I’m having too much fun with this, but the point is that out of the blue, Toyota and BMW, two of the biggest names in the business, announced they would switch diesel and hybrid tech between them. That made some sense to me. Nothing tops a 320d for performance and economy combined. At the same time, Toyota is practically synonymous with hybrid, so they are the go-to guys if you want your petrol to have electric company.
It seemed like a perfectly normal deal that would be convenient in the same way that it’s convenient when you find somebody that will deliver both Chine and Italian food when you’re hungry at 3AM. You’re going to be happy that you get a good deal but you’re not going to act like your life has changed.
But today, we got to smell what BMW and Toyota are really cooking, and it’s better than watching godzilla eating bratwurst with beer in lederhosen. Don’t believe me? Just check out what they are collaborating on, and I quote from Toyota: “joint development of a fuel cell system, joint development of architecture and components for a future sports vehicle, collaboration on powertrain electrification and joint research and development on lightweight technologies.”
Sounds like the axis powers are developing the hybrid Messerschmitt jet and the fuel-cell electric submarine that runs on water. We’re all doomed… No, wait! That’s the wrong century, we don’t need the guns any more.
So basically Toyota and BMW need each other in order to make a light, green sportscar, just like PSA needed that turbo 1.6-liter to make all its hotter cars. And Toyota’s boss Akio Toyoda is not shy in giving praise where praise is due.
Back in May, he gave top honors to sportscars from other brands, among them the Mazda Cosmo Sport which is one of Japan’s first sports coupes, and the Honda NSX. What’s more, Aston Martin CEO Ulrich Bez and Toyota’s chief Akio Toyoda last year swapped a V12 Zagato and the LFA for the big ‘Ring race. “Other company bosses meet on the golf course, we race together," commented Bez.

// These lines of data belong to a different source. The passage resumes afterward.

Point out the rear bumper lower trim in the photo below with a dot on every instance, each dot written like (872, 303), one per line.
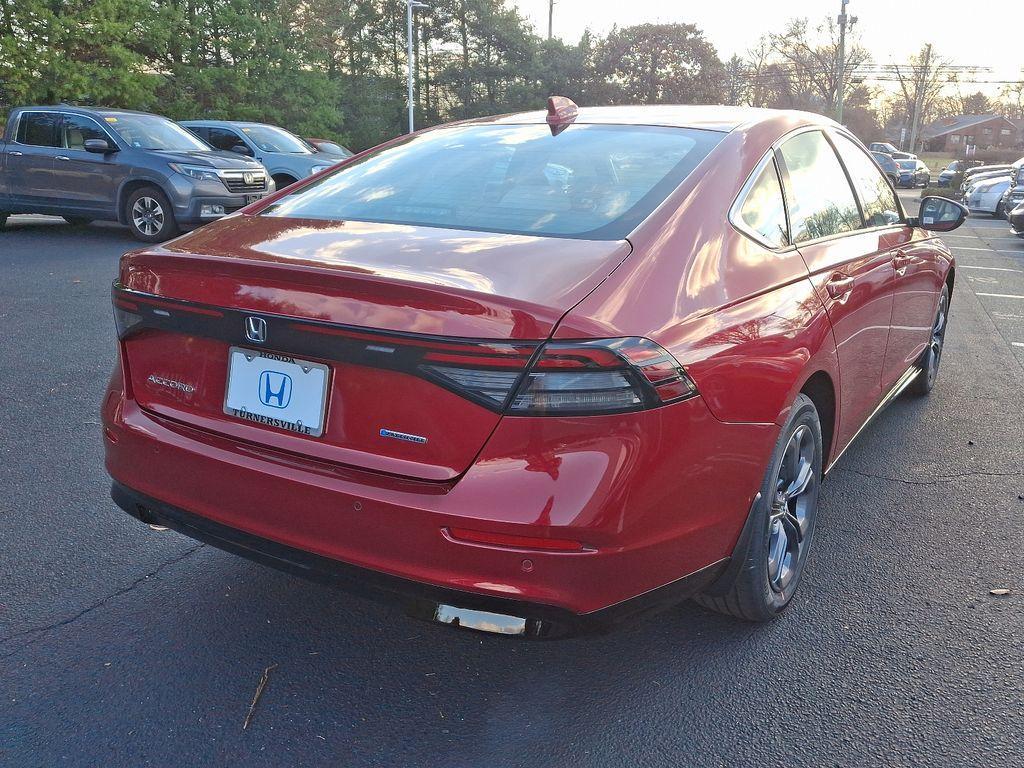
(445, 605)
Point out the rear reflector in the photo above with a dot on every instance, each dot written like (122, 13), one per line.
(514, 542)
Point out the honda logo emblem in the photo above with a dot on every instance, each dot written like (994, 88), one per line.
(256, 330)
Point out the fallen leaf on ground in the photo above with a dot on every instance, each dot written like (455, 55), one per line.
(259, 692)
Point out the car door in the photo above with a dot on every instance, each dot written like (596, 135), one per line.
(850, 266)
(30, 162)
(86, 181)
(916, 273)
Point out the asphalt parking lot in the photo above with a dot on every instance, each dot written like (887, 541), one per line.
(122, 646)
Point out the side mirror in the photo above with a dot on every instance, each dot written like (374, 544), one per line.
(98, 146)
(939, 215)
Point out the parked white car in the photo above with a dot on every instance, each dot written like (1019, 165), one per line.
(985, 196)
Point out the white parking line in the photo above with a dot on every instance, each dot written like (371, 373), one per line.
(991, 268)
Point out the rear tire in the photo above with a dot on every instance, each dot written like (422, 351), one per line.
(150, 215)
(932, 356)
(766, 568)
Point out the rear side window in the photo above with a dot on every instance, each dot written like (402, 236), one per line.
(763, 212)
(38, 128)
(877, 196)
(224, 138)
(820, 199)
(591, 181)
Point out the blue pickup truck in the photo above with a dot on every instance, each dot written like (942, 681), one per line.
(142, 170)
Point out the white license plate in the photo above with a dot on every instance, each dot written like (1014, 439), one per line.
(275, 390)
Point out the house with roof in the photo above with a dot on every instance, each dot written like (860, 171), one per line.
(955, 133)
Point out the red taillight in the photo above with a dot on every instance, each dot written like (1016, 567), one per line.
(600, 377)
(515, 542)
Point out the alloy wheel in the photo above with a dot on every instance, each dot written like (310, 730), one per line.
(147, 216)
(792, 509)
(933, 355)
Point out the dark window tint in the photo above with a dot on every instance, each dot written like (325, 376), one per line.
(76, 130)
(821, 202)
(877, 196)
(595, 181)
(38, 128)
(763, 210)
(224, 138)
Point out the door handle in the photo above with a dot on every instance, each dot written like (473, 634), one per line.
(901, 261)
(839, 285)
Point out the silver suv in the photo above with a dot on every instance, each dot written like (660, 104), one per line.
(287, 157)
(142, 170)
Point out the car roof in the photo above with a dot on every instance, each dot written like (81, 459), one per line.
(706, 117)
(103, 111)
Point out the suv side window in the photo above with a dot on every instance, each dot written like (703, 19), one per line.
(224, 138)
(38, 128)
(817, 192)
(877, 196)
(76, 129)
(762, 210)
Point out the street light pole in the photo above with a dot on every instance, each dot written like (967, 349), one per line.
(841, 61)
(410, 5)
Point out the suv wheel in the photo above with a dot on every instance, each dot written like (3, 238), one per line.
(766, 567)
(932, 355)
(150, 215)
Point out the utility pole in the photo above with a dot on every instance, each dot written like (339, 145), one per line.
(841, 57)
(919, 97)
(410, 5)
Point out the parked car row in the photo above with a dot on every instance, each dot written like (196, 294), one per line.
(150, 173)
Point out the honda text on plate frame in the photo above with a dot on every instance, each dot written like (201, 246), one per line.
(276, 391)
(537, 373)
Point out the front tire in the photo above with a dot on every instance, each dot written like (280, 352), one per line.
(932, 356)
(150, 215)
(762, 579)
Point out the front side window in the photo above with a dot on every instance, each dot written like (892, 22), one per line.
(224, 138)
(38, 128)
(76, 130)
(763, 211)
(271, 138)
(592, 181)
(820, 199)
(877, 196)
(154, 132)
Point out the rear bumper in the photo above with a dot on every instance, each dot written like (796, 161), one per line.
(456, 607)
(655, 497)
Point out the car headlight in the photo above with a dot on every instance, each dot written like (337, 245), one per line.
(198, 172)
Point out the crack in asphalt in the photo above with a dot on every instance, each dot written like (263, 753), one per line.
(98, 603)
(931, 480)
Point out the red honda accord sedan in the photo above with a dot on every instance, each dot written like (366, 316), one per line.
(534, 374)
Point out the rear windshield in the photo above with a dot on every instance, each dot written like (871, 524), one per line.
(592, 181)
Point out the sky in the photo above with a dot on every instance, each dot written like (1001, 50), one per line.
(891, 30)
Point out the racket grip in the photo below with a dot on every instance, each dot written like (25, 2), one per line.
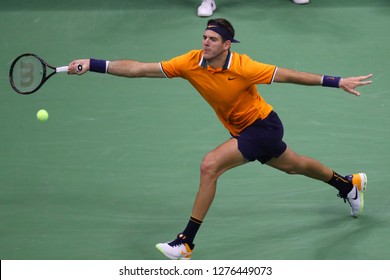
(62, 69)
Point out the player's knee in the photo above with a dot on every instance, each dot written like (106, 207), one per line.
(208, 167)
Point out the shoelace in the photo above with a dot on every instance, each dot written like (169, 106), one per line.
(176, 242)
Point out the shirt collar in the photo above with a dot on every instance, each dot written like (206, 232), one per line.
(226, 66)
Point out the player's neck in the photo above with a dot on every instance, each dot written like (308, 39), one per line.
(218, 61)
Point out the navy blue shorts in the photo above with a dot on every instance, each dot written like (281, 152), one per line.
(262, 140)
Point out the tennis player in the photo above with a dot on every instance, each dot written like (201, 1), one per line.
(227, 81)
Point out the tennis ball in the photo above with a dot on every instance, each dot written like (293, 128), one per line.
(42, 115)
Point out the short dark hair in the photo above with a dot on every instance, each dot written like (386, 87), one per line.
(222, 23)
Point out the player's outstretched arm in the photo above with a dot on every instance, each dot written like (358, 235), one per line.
(284, 75)
(124, 68)
(350, 84)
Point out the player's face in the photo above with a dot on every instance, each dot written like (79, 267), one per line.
(213, 45)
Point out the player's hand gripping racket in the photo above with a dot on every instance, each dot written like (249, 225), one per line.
(29, 72)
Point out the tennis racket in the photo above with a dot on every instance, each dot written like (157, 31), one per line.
(29, 72)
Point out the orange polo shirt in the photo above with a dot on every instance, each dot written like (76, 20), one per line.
(231, 91)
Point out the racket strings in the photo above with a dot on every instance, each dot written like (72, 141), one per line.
(27, 74)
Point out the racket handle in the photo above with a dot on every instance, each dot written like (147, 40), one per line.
(62, 69)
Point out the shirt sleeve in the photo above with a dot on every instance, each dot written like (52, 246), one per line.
(175, 67)
(258, 72)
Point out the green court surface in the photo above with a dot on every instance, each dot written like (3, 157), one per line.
(115, 169)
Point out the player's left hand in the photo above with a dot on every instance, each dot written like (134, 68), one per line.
(349, 84)
(78, 67)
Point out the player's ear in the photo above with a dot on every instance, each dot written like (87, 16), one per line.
(227, 44)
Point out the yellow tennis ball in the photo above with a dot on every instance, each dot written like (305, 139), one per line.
(42, 115)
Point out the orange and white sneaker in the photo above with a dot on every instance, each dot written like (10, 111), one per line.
(355, 197)
(176, 250)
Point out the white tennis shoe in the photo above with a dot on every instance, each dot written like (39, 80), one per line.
(355, 197)
(175, 251)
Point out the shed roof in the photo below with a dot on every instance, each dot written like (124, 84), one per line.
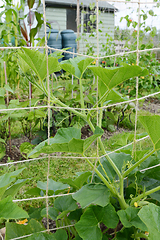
(101, 4)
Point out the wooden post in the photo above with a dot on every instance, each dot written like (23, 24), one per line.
(7, 95)
(78, 25)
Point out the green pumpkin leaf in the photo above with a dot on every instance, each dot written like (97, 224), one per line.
(88, 226)
(10, 210)
(58, 235)
(92, 194)
(150, 215)
(129, 217)
(152, 126)
(113, 77)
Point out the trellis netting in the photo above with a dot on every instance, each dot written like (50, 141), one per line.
(111, 33)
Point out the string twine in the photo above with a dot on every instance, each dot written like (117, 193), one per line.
(49, 107)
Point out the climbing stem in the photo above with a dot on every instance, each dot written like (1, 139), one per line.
(81, 95)
(138, 163)
(143, 195)
(113, 190)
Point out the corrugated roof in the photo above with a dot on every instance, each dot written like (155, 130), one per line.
(101, 4)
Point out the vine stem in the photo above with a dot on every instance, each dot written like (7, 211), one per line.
(81, 95)
(138, 163)
(139, 197)
(101, 177)
(141, 235)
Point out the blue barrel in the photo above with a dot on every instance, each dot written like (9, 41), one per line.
(69, 40)
(54, 40)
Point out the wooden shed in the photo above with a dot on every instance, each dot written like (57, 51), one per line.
(62, 14)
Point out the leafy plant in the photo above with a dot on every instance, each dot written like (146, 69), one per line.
(106, 191)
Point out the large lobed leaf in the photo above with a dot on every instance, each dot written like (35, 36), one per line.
(152, 126)
(88, 226)
(92, 194)
(129, 217)
(150, 215)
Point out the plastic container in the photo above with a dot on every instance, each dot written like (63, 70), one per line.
(69, 41)
(54, 40)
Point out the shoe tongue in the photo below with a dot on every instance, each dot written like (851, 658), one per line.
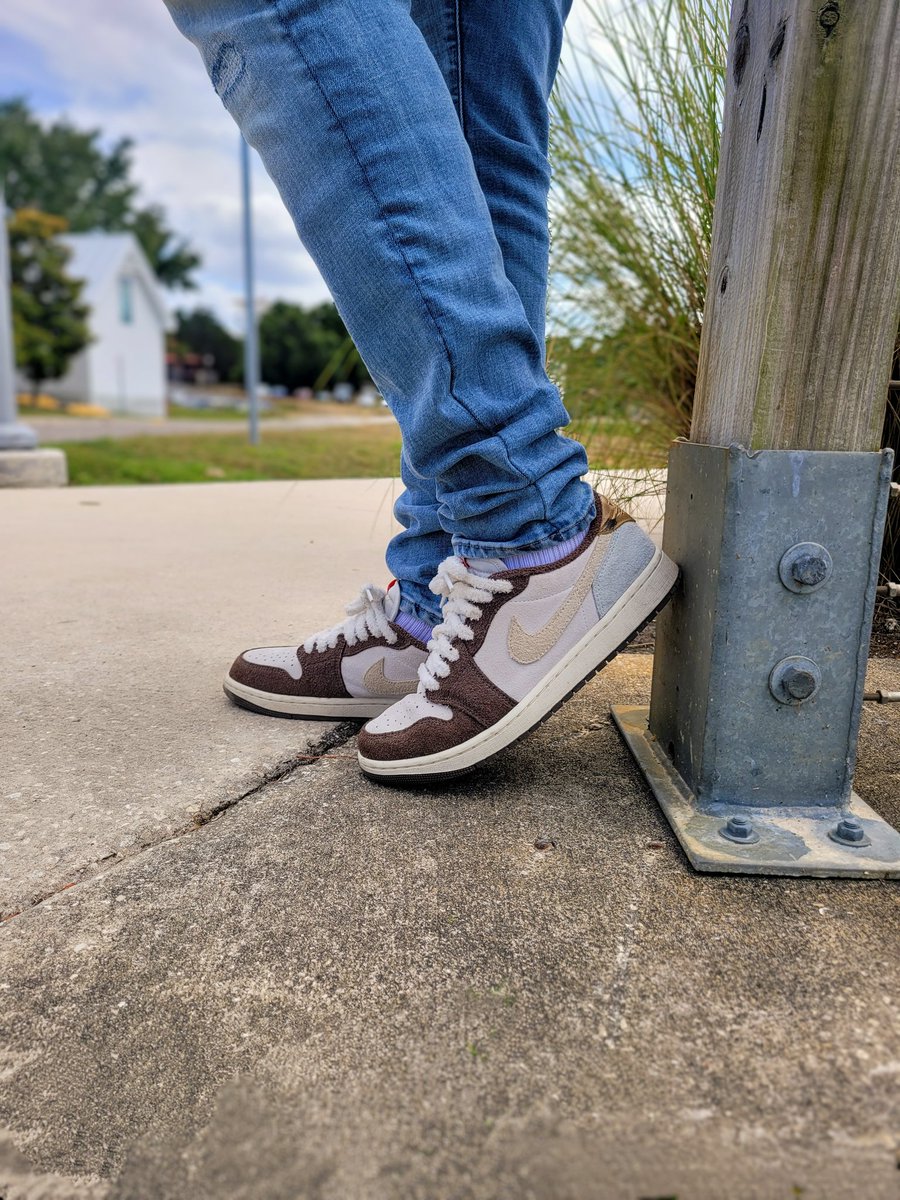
(485, 565)
(391, 600)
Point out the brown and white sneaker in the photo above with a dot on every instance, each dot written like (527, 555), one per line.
(514, 645)
(358, 669)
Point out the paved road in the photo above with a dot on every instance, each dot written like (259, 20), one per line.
(57, 430)
(239, 970)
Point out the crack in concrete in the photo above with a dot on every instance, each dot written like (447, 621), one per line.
(312, 755)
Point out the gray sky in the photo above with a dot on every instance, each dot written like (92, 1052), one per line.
(126, 70)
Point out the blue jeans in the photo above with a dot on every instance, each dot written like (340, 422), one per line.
(408, 139)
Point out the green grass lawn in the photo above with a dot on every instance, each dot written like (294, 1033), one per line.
(363, 453)
(367, 451)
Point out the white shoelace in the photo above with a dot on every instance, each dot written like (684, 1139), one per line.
(463, 592)
(365, 618)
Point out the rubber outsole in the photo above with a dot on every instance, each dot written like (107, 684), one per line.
(426, 779)
(333, 714)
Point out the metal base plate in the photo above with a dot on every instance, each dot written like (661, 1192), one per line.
(791, 841)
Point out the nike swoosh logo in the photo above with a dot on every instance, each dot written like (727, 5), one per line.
(378, 682)
(525, 647)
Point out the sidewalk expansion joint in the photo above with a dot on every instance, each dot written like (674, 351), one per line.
(321, 749)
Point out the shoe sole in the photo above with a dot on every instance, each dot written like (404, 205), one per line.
(636, 607)
(270, 703)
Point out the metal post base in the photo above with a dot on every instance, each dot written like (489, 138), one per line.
(762, 840)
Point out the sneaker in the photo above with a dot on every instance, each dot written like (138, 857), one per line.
(358, 669)
(514, 645)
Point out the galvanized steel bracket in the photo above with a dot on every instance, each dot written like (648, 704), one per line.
(760, 667)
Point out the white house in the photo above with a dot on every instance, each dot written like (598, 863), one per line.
(124, 367)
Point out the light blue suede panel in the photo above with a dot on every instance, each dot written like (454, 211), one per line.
(630, 552)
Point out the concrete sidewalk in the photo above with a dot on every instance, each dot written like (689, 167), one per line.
(240, 971)
(58, 430)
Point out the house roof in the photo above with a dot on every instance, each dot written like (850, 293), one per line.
(99, 257)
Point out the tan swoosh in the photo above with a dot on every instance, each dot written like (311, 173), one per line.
(378, 682)
(526, 647)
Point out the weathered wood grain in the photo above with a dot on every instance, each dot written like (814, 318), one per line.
(804, 286)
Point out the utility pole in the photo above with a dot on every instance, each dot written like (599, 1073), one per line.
(775, 507)
(251, 348)
(22, 465)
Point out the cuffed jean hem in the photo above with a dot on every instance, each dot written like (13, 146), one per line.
(503, 550)
(411, 603)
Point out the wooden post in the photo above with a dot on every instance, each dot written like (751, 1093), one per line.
(804, 285)
(775, 508)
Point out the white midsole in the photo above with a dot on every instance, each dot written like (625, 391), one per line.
(631, 609)
(309, 706)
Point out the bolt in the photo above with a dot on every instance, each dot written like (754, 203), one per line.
(809, 569)
(850, 832)
(738, 829)
(797, 683)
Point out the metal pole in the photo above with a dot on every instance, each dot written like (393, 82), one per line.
(251, 353)
(13, 436)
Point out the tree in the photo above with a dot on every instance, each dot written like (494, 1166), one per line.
(297, 345)
(49, 321)
(201, 333)
(65, 172)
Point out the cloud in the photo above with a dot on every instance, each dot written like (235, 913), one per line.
(126, 70)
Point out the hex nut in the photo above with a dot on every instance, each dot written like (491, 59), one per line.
(805, 567)
(795, 679)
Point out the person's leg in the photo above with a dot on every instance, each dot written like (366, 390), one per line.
(355, 125)
(499, 73)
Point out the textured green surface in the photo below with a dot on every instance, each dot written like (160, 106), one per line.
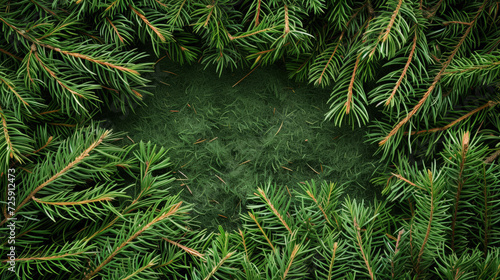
(272, 122)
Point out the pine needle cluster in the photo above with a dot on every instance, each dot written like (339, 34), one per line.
(86, 207)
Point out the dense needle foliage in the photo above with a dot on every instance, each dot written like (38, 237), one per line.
(86, 207)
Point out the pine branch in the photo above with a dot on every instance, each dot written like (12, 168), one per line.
(65, 169)
(173, 209)
(437, 78)
(460, 179)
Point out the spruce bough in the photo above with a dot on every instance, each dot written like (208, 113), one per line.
(87, 208)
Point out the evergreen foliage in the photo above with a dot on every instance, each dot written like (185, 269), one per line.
(88, 208)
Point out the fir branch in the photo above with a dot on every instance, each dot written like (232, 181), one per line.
(351, 85)
(437, 78)
(405, 69)
(257, 14)
(75, 162)
(461, 181)
(428, 231)
(287, 22)
(188, 250)
(141, 269)
(359, 241)
(330, 59)
(11, 54)
(292, 257)
(163, 216)
(88, 58)
(273, 209)
(330, 268)
(489, 104)
(214, 270)
(263, 232)
(143, 18)
(407, 181)
(72, 203)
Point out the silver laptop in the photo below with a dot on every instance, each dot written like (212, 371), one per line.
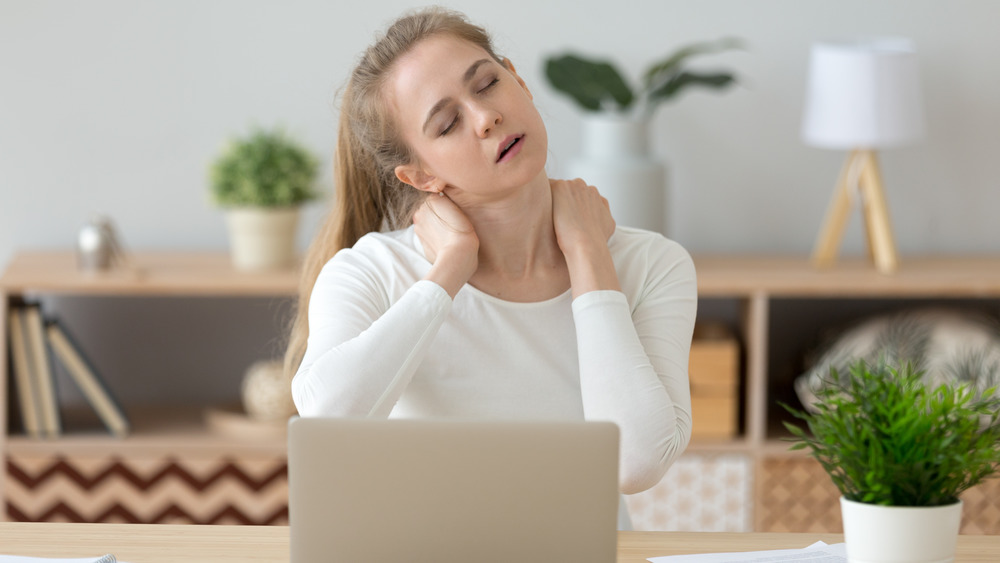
(436, 491)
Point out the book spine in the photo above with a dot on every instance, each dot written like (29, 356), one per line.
(23, 379)
(42, 370)
(89, 382)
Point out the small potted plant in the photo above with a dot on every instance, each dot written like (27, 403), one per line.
(262, 180)
(615, 134)
(900, 452)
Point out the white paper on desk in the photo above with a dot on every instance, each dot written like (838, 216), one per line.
(23, 559)
(818, 552)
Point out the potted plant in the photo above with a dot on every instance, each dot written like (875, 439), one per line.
(262, 180)
(615, 140)
(900, 452)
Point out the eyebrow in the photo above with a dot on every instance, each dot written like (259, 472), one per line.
(470, 73)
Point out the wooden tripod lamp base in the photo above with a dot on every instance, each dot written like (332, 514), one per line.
(860, 170)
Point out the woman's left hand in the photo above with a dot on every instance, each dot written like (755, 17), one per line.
(580, 215)
(583, 224)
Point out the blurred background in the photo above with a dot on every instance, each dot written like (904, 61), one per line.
(119, 107)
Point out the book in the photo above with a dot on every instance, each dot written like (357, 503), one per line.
(41, 369)
(82, 372)
(23, 380)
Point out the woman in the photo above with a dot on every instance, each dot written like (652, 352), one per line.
(469, 284)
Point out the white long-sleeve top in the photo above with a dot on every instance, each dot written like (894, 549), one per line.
(384, 343)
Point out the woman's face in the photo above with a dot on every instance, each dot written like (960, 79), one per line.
(468, 119)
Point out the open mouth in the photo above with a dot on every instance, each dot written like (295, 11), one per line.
(510, 145)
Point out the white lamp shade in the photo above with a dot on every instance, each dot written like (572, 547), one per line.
(863, 94)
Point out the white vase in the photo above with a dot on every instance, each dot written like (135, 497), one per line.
(262, 238)
(900, 534)
(615, 158)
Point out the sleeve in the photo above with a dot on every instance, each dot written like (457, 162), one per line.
(362, 351)
(634, 365)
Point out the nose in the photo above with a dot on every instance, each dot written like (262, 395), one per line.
(487, 118)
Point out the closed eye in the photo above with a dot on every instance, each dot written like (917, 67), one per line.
(454, 122)
(450, 126)
(490, 85)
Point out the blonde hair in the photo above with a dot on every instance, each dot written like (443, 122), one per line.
(369, 197)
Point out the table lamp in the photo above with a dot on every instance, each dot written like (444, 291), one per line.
(862, 95)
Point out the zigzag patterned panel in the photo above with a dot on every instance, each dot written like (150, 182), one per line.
(796, 495)
(209, 490)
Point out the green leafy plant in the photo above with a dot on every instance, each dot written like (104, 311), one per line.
(598, 86)
(264, 169)
(885, 437)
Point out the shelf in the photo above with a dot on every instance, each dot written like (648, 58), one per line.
(720, 276)
(156, 430)
(167, 274)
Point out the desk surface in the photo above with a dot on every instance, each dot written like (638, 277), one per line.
(158, 543)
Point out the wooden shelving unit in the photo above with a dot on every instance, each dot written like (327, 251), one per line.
(753, 286)
(172, 467)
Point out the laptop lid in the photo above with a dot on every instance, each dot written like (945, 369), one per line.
(414, 491)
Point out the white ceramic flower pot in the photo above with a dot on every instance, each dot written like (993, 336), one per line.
(900, 534)
(262, 238)
(615, 158)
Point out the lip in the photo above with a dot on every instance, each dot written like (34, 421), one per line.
(501, 157)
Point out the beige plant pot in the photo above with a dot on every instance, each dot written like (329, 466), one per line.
(262, 238)
(900, 534)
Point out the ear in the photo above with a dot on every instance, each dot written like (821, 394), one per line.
(413, 175)
(510, 67)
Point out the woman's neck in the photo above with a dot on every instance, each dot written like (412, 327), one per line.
(519, 258)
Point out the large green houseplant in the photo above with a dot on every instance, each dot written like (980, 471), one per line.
(261, 180)
(615, 128)
(901, 452)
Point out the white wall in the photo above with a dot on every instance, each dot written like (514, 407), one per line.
(119, 106)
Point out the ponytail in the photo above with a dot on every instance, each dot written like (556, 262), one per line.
(369, 197)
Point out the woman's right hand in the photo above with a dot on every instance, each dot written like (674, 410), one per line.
(449, 240)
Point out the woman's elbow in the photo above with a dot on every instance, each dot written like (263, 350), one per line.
(639, 473)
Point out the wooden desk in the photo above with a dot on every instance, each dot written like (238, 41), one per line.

Toyoda is a racing fanatic and he says that “at the Nurburgring, there is always a car that passes me. It is a BMW.” We don’t know which one, but can you guess where this mystery sportscar will be developed?!
And here’s something you don’t get to hear every day ”We are not coming together to become bigger. We are not coming together to form capital ties.” There is a God, and a Santa Claus and the tooth fairy, and they all came at once!
The Bavarians have this corporate image of German luxury in America or China. But that’s not what they’re all about, not by a long shot. They like to get cars round corners.
So excuse me for getting excited about a sportscar built under the guidance of a CEO that knows cars and is a respectable racer. And I’m also glad to hear that BMWs can do more than tool around from one nightclub to another.
Finally, I can get excited about the prospect of something like a fun rear-drive MINI coupe (not some useless van), or the fact that Toyota is bringing the Supra back as an all-wheel drive hybrid. If this is the German-Japanese axis of evil, being evil never felt so good. God bless that BMW that always passes Toyoda and bring on the fun cars!